From 1920 horse race fans in Britain became used to the black tipster Ras Prince Monolulu. Claiming to be a Jewish Ethiopian prince, but actually born in the Danish West Indies (St Croix) in 1881, he had travelled widely as an actor and entertainer. Now known to be Peter Carl MacKay, he died in England in 1965.
The feathered headress he is wearing in this photograph helped punters spot him in the crowds at racetracks.
The photograph was released to publicise the Dutch Fashion Group collection in Knightsbridge “tomorrow” and names the model whose hand the bogus prince is kissing as Frieda Schijf.
After more than 40 years Britain’s racetracks no longer heard his “I gotta horse” and an era seemed to be over. Monolulu had been known to hundred of thousands.

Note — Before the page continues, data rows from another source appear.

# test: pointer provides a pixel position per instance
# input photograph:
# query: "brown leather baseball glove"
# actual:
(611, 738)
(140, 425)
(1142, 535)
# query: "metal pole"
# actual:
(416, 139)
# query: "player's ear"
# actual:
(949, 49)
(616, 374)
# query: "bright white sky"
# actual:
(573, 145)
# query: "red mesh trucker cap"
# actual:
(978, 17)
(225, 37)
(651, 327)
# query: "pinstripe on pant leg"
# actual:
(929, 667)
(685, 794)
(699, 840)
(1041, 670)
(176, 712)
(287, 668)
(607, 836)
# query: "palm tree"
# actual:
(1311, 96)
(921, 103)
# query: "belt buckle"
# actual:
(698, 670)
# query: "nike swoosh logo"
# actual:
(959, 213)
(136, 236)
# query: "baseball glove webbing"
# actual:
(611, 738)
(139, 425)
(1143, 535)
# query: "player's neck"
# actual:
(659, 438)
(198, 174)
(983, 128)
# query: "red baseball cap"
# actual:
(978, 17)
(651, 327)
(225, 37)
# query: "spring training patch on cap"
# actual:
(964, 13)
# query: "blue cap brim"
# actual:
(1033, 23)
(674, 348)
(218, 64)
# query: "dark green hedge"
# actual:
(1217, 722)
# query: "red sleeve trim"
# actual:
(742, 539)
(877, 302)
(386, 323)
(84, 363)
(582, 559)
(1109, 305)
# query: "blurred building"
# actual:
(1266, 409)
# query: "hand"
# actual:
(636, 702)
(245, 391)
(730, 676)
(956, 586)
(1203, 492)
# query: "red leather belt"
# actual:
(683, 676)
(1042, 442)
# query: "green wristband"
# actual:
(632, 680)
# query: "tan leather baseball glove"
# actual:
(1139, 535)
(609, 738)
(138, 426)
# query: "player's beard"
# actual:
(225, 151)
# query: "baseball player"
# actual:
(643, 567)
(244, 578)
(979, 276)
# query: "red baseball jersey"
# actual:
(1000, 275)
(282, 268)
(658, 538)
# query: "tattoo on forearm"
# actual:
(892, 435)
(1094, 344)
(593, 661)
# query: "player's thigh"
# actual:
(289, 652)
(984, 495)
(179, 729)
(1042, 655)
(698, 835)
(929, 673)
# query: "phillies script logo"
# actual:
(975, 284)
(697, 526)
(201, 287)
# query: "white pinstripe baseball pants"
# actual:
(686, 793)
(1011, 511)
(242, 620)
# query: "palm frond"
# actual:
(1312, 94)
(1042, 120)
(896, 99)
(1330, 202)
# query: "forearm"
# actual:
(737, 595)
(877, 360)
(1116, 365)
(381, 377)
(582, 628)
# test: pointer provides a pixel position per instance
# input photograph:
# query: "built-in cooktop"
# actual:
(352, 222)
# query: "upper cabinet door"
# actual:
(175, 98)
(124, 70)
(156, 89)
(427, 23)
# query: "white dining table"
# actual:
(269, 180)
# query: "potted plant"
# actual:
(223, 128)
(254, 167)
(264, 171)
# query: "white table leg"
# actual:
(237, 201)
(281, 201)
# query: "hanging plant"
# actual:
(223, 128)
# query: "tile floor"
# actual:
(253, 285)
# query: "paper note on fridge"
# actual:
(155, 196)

Pip Granger’s Up West: Voices from the Streets of Post-War London (2009) notes that Soho Square was ‘a playground and a creche for the local children, sometimes under the watchful eye of the flamboyant tipster Prince Monolulu’ and that he was ‘an imposing, but friendly, figure’. ‘He kept a benevolent eye on the local kids for their busy parents’, not charging, and held court from ‘his bench in Soho Square’. There is a good photograph of him in her book and there are others on www.nickelinthemachine.com.